Interesting stuff. I won't get into the clearly missed portion of why you chose that data, how you validated it, how you gathered it and whatnot that is really the core of why you chose the model you chose and what questions are truly driving finding out the probability of the occurrence. But, why did you take the approach of only using code to explain the outliers versus explaining why they are happening to begin with?

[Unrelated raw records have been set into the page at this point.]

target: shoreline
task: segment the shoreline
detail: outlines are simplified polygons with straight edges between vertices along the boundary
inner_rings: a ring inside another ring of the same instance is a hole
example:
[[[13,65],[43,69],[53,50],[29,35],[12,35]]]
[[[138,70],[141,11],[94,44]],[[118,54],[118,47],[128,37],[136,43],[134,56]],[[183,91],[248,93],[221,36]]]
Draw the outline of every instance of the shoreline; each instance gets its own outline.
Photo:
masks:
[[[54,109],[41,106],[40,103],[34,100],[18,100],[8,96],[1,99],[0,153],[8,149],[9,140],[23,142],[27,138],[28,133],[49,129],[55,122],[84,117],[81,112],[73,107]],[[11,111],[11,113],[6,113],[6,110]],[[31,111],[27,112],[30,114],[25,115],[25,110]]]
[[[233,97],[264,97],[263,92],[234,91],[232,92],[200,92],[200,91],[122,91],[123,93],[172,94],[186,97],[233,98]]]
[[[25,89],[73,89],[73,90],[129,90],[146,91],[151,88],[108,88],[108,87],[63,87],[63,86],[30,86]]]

For example, you can see the outliers as soon as you plot the data, but what methods are common to identify them other than clearly accepting them like you did? You really didn't explain why they are there. Maybe they exist in human error? Maybe they exist in data extract error? Etc. Just accepting them, shading them red is not really teaching us how to really handle them.
I say this because I have data scientist come to me with outliers that could have been my fault with how they asked for the data. There is a methodology / best practice at play here around the science of explaining the facts of what they are observing. Not accepting everything and going to the board room with it.
Good example in retail outlier is a drop shipper. Normal users may be buying items between $1 and $20 dollars. Then you have a outlier buying in bulk at $1000 dollars. Understanding why that happens can lead to finding out that drop shippers are not correctly being identified and removed from the analysis entirely because they did not qualify as an active user. You can also look at this as discovery. Through your analysis, you discovered a new species of fish that you can now start classifying and tracking, which is a win for the reason on investigating your results.